The tea leaves are shouting right now.

The time has come. The day we have all been longing for, waiting for, pleading for, will soon arrive. So much pent-up energy, so much anger, so much confusion, so much hopelessness, so much exhaustion, so much retaliation, so much bickering, so much sickness, so much inequality, so much too much.

Tuesday, November 3 is election day. It is D-Day for so many, or maybe more appropriately titled "DD-Day" as in "Dump Donald Day" As a political junkie, and now columnist, I have been hammered with questions for the last month about the election. "Will Trump lose?" "Is Biden really that far ahead?" "Can Trump possibly win?" "Will he cheat?" "Is this 2016 all over again?" "What will happen?" "Please, tell me something positive?"

As a person, I generally refrain from bragging about optimistic possibilities and hopeful outcomes. If I start boasting or pontificating, the consequence will be jinxed. I have a theory that says when you think you've got life by the balls, life comes along and rips them off. Harsh but true. Simplistically, I live and breathe the Pittsburgh Steelers, but I have never bet for or against them. And never been cocky about predicting victories for them. I know that sounds silly, but that's me.

To hedge my non-bets, I will take myself out of the equation, and acting as a journalist and political aficionado, I will let that person espouse as to what might happen on DD-Day, and the days and weeks following. Taking this route, I can assure myself that I'm forecasting about the presidential election with my superstitions in check.

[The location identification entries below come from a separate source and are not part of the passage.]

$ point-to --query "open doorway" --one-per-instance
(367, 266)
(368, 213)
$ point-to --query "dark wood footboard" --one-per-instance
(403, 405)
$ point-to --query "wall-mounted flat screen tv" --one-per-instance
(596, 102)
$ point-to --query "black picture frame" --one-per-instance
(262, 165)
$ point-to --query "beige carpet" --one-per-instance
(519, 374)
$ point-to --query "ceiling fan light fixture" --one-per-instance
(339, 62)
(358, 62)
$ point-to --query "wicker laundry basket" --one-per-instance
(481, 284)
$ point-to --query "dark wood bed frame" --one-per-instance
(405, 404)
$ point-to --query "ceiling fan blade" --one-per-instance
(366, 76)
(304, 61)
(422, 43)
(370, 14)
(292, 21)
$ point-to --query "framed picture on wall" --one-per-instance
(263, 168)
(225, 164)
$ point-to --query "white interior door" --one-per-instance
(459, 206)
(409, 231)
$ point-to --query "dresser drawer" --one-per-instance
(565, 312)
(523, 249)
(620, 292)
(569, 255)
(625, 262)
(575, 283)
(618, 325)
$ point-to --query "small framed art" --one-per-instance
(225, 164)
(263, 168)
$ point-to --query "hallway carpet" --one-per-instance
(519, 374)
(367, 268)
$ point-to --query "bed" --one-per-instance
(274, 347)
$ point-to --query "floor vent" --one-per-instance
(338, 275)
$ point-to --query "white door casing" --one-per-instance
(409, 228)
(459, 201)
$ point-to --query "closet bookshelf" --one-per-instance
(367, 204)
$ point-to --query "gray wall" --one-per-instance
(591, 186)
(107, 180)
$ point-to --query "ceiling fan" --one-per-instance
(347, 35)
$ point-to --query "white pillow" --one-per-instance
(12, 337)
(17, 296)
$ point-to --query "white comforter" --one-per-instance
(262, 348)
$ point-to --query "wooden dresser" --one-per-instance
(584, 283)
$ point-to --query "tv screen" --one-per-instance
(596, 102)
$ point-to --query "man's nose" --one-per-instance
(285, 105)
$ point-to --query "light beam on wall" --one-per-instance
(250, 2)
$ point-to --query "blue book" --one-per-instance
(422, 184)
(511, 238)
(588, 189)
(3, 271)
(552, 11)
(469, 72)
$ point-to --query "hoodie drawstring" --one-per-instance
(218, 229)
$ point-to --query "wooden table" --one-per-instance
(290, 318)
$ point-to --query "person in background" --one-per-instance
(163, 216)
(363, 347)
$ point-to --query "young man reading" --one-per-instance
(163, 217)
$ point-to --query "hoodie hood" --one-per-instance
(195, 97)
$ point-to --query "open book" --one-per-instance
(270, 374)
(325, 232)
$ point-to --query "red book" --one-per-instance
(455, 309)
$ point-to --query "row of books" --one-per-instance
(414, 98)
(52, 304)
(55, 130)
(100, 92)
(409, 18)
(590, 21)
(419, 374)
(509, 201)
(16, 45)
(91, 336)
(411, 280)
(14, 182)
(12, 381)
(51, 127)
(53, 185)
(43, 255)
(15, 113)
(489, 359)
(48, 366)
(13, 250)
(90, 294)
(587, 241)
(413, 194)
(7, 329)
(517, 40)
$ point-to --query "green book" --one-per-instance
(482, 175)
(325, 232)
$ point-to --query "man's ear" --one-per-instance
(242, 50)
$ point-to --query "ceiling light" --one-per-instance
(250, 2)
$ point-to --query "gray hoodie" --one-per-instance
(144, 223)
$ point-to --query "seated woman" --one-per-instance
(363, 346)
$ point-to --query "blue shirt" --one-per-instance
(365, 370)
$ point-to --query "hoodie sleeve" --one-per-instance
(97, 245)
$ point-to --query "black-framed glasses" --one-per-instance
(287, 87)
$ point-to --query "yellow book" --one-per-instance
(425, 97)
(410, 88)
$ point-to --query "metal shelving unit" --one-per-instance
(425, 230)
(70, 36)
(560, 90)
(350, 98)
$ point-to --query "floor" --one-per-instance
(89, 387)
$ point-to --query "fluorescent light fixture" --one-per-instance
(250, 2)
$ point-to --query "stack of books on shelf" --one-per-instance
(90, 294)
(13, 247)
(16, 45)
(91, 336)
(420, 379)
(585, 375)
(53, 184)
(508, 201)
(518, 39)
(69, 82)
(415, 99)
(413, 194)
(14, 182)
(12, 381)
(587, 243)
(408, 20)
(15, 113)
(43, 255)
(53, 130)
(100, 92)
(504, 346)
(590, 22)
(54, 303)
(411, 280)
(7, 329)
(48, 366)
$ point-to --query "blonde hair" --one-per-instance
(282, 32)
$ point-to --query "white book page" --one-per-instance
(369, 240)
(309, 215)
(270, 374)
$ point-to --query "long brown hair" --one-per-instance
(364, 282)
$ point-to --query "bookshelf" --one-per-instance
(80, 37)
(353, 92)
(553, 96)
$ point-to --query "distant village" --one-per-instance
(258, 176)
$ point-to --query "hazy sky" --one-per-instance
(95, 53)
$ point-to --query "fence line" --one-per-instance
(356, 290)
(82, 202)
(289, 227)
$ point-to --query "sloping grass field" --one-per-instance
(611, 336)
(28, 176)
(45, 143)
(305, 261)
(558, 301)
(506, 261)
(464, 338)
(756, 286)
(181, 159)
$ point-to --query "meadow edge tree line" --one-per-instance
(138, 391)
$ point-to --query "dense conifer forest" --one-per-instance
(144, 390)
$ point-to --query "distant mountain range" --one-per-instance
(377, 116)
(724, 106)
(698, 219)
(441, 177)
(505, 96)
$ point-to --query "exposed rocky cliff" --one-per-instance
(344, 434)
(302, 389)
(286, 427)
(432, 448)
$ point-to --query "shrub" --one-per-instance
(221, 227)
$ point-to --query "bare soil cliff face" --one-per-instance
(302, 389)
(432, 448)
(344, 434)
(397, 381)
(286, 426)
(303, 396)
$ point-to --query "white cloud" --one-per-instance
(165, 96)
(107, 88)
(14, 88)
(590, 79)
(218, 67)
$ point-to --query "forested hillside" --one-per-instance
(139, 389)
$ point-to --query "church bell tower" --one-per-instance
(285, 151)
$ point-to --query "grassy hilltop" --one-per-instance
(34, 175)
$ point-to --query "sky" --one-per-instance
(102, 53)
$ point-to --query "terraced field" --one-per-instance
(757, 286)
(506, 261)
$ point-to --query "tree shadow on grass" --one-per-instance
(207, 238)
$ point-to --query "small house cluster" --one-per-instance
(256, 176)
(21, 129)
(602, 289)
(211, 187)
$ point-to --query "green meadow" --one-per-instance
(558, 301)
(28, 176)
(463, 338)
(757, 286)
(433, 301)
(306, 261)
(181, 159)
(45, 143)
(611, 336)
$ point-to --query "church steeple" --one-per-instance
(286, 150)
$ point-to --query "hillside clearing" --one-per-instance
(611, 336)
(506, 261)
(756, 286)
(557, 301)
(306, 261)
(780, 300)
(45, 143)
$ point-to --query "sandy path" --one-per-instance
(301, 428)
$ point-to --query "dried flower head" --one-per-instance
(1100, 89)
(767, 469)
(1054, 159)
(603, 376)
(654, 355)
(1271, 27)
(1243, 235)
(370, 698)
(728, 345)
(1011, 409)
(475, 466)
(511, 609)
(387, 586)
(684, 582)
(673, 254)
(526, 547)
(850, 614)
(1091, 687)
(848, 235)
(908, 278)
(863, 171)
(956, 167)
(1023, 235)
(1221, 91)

Four years ago, the political junkie in me knew Donald Trump would win, and people laughed. I was loud about it because I was worried, and also thinking that if I said it out loud, it wouldn't happen. This time, the professional in me is telling you loud and clear that Joe Biden is going to win, and he's going to win big. And the main reason for this is that 2020 is nothing like 2016. It's really that simple. Granted, the media, and particularly pundits, are all acting like JohnCasey, being non-committal, not overly optimistic, superstitious to a fault, and less than specific about what will happen on November 3.

And this waffling, I suspect is due to several reasons. It's no secret that most of the media, including broadcasters, journalists, special contributors, expert analysts and everyone else with a brain, wants Donald Trump to lose so that democracy wins; therefore, to admit that Biden will win big, or say that Trump has no chance does two things. It discourages more Democrats from voting since people will assume Biden will win anyway, and deplete ratings and click-throughs because who will turn into watch, or read about an election, if the result is a foregone conclusion?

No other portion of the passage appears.